I think it works perfectly fine. Right now I'm breezing through the game, and I'm at the last world. Honestly, I think the controls are perfectly fluid, and there is a lot of difficulty in store for us completionists. Also, Kirby's Dreamland did have Inhale, yes, but it was exactly the same; Suck up, spit out. This is essentially the same thing. Oh, and the only problem I've had with the controls in Epic Yarn is that I sometimes turn into the weight thing when I didn't press down. That's all, though.


----------



## Yarnchu (Dec 26, 2010)

After playing it some today, the controls felt better. Maybe it's just that it felt different since it was my first time playing. After a bit of bad taste with the controls and apparent slowness of the game(although it should be slow, so that you take in the atmosphere more), the game has shown through and delivered exactly what I wanted. It's a wonderful game, with lot's of neat platforming involving the yarn mechanics. You never see a game that has the art and game mechanics weaved together(har har har) like this. 

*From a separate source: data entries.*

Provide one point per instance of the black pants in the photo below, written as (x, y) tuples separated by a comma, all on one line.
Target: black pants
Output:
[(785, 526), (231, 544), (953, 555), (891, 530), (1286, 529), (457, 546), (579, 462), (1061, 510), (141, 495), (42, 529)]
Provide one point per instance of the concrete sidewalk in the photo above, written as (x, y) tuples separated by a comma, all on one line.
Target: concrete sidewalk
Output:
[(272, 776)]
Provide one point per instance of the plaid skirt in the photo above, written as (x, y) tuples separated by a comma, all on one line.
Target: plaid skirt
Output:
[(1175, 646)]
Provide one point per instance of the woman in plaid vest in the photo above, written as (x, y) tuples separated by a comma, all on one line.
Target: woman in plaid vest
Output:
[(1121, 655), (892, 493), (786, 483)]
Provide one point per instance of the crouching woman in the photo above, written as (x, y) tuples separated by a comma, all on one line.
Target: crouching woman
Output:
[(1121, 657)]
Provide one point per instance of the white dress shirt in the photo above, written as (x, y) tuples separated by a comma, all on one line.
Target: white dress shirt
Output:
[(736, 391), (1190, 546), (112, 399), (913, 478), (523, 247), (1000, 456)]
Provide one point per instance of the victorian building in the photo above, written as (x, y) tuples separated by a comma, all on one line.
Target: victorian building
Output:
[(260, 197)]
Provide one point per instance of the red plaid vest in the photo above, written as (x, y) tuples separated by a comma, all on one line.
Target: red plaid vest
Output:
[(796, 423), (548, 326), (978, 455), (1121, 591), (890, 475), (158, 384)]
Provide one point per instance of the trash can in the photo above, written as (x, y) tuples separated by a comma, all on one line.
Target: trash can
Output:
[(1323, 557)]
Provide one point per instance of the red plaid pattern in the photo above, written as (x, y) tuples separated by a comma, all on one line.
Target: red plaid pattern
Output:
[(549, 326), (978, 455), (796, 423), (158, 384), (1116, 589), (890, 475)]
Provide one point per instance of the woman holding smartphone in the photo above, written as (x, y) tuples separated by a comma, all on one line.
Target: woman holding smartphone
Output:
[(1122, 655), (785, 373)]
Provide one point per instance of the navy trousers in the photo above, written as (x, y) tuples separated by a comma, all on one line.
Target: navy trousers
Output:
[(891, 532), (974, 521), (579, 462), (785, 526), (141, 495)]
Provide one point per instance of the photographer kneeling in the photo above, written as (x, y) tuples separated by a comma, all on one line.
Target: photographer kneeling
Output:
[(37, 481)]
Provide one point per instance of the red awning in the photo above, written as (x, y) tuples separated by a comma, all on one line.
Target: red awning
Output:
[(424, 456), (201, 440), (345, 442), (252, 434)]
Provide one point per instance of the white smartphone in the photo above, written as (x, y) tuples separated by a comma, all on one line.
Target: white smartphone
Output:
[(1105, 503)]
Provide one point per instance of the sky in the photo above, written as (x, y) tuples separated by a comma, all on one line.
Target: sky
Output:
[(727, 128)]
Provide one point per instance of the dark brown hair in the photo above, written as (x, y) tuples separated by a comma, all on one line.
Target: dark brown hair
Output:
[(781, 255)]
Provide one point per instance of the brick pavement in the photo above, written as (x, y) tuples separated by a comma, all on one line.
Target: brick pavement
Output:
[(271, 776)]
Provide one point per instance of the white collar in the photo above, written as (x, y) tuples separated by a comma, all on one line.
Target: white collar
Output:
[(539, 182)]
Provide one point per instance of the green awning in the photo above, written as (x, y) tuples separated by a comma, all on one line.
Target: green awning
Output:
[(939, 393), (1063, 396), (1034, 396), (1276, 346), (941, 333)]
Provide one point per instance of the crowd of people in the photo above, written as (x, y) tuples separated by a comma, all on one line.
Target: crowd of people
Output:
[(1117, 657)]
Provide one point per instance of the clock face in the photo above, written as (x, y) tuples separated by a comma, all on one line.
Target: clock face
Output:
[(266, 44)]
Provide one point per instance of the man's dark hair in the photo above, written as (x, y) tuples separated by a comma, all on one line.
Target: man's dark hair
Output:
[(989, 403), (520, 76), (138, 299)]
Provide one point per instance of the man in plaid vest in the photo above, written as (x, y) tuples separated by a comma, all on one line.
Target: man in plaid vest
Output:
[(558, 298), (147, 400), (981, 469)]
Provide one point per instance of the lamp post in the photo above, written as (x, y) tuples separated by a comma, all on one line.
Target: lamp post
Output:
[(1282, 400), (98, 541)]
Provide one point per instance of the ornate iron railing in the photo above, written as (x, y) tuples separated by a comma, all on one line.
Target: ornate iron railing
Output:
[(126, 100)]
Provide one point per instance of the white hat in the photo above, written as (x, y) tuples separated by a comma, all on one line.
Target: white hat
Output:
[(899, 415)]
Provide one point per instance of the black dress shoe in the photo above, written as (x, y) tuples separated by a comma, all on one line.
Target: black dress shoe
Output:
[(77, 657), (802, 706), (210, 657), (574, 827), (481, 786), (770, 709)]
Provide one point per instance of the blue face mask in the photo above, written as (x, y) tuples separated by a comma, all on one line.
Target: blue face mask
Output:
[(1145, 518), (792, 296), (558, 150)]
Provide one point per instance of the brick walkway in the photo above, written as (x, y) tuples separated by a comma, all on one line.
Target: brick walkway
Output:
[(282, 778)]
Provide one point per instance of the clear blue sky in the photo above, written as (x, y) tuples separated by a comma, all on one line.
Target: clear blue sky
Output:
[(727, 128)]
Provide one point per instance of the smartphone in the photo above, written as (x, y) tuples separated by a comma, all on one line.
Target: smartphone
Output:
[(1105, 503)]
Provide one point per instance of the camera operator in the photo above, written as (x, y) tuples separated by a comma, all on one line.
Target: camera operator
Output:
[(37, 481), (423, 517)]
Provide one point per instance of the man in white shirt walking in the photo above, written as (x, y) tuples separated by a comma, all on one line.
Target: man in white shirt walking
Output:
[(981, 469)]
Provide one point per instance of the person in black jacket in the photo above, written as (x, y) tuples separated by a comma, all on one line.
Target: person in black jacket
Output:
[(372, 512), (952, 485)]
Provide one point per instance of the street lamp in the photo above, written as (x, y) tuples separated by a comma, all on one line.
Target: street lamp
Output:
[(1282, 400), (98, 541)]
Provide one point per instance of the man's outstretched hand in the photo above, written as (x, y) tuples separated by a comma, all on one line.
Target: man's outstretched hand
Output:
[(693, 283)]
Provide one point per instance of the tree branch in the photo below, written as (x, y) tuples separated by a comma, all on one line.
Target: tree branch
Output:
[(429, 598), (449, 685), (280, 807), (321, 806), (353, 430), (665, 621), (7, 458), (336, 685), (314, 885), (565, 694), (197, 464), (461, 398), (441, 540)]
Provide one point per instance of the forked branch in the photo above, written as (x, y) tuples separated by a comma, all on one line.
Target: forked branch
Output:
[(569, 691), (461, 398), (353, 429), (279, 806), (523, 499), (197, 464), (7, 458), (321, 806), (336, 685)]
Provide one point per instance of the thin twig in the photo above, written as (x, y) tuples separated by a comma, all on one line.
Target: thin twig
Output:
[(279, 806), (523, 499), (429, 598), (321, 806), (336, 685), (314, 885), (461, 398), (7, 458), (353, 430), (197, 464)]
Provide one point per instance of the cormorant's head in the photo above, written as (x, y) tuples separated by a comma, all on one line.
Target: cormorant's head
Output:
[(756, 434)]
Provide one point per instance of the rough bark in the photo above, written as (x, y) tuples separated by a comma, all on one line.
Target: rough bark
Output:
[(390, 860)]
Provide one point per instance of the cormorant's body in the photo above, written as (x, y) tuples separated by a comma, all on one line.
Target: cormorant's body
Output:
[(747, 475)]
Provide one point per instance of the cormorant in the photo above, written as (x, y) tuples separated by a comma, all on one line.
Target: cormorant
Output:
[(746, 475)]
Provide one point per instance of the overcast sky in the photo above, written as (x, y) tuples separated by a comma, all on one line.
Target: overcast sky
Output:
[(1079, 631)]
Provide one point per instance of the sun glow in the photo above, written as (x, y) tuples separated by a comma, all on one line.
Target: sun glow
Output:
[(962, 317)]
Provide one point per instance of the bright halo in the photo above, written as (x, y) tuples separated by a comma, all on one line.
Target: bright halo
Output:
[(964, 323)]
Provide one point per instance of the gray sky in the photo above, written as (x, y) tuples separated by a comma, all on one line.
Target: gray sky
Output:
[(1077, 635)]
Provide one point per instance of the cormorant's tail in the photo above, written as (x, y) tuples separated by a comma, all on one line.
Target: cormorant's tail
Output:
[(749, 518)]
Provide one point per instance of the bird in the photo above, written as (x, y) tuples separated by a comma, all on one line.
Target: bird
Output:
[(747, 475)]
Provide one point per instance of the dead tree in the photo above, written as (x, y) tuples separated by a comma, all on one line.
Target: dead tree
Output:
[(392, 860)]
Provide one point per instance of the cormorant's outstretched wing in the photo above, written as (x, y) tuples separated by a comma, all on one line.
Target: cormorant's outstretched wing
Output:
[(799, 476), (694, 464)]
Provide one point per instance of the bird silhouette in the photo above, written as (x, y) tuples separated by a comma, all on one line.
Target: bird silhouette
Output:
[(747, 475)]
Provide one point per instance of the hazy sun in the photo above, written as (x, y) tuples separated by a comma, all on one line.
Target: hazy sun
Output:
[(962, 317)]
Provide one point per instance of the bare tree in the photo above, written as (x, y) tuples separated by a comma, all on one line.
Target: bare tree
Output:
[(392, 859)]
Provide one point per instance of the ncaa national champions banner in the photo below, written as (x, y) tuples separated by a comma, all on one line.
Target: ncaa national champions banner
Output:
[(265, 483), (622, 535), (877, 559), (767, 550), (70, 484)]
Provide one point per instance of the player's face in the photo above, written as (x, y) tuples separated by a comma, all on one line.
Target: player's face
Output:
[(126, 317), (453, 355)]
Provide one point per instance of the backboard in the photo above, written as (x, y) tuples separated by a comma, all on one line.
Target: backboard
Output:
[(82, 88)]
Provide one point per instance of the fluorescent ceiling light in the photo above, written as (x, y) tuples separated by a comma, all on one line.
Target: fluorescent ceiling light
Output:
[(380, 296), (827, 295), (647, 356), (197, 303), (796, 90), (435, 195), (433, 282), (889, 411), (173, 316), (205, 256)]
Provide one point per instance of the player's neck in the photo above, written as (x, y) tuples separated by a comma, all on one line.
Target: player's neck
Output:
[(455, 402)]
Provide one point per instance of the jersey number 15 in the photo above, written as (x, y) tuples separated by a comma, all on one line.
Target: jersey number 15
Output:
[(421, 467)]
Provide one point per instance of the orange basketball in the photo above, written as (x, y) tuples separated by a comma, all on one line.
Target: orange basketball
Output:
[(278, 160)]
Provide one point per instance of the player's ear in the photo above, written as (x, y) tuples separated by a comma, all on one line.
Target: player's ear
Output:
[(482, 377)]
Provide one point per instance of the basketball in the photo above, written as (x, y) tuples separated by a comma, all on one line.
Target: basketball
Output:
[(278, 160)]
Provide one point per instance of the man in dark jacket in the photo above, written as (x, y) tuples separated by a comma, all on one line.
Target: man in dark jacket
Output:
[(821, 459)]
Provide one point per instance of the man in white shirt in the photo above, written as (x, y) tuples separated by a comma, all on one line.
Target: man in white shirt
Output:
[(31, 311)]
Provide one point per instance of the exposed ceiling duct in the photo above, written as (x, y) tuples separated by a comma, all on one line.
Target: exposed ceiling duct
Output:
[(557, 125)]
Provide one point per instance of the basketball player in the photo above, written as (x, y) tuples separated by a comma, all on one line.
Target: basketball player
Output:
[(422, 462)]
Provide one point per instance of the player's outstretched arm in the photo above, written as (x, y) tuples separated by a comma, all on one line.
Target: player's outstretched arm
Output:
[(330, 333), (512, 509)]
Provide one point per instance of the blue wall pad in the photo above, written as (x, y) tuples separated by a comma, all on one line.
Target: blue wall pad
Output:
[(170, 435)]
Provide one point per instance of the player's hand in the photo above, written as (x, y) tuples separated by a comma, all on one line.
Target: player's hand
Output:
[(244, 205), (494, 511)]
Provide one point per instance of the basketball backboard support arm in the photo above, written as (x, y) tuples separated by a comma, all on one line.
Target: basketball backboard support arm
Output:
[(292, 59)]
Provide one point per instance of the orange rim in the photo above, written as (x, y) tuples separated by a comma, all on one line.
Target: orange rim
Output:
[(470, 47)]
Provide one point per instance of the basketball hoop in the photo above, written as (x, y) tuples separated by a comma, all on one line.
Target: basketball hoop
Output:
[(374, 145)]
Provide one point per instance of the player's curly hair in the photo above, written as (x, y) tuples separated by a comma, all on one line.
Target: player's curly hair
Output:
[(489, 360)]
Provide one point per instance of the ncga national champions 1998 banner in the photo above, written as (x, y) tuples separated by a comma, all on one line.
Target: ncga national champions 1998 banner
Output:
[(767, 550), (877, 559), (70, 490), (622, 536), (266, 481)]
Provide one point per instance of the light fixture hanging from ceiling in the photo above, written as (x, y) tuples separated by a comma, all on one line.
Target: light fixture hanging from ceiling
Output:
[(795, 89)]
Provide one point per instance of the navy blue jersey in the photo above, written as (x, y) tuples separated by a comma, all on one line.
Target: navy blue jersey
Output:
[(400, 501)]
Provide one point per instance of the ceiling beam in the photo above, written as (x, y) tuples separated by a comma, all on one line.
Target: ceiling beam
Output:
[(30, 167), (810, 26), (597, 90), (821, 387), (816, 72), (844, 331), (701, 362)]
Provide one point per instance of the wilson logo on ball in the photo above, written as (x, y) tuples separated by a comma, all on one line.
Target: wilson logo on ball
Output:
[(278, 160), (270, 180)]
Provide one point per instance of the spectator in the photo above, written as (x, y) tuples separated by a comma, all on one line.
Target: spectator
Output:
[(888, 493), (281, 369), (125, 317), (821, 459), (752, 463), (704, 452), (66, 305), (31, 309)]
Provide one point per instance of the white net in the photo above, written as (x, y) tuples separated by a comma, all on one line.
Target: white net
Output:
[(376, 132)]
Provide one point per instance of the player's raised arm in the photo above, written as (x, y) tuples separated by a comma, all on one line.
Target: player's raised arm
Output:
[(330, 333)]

It also has this magic power of brightening my day whenever I play. Must be the overload of adorableness.


----------



## Superbird (Dec 26, 2010)

I HAVE COMPLETION.

No, seriously. I just 100%'ed the game. I only had to use internet guides for about three levels, and even those were just for stuff I had stupidly missed (treasures). That's a good complaint—The game is too easy to 100%. But. I still am able to customize my apartment.


----------



## Autumn (Jan 2, 2011)

AAAAA

I got _five Kirby games for Christmas_

Dreamland, Dreamland 2, Super Star, Super Star Ultra and Epic Yarn. I only need three more games (Dreamland 3, Adventure and Squeak Squad) to complete my collection :3


----------



## Professor Wesker (Jan 11, 2011)

I've only played three Kirby games: Kirby's Dreamland (Short as hell but GOD I love replaying it, to this day I still haven't beaten the insanely difficult Extra mode, I can't beat Whispy Woods), Kirby: Nightmare in Dreamland (got it a month ago, just beat MetaKnightmare mode, now it's time for the boss rush), and Kirby 64 (Simply a classic, I can't describe it in any other way), but I love the series! But as much as I love the cute lil' puffball, I eagerly await the day I get to play a game starring King Triple D himself. King Dedede is my favorite fighter on Brawl, and I just like him a lot as a character. Most of it is based on his anime personality. Call me crazy, make fun of me, etc etc, but I actually enjoyed the 4Kids dub. C'mon they made King Dedede sound like Foghorn Leghorn AND gave Meta Knight a badass spanish accent! That and Pokémon were the only animes I didn't mind 4Kids dubbing. However, I'll never forgive those bastards for what they did to One Piece. Then again, I haven't watched the Kirby anime for quite some time though, so meh. The theme song is catchy as hell though, seriously.


----------



## Autumn (Mar 20, 2011)

have to bump for this:

you're welcome


----------



## Lili (Mar 20, 2011)

I never have played a Kirby game, but I do think he's cute and I want SuperStar Ultra.  I also like him in SSB.


----------



## RespectTheBlade (Mar 20, 2011)

I played kirby's adventure about last weekend and beat it in about a day. Major nostalgia trip. Such a great game.


----------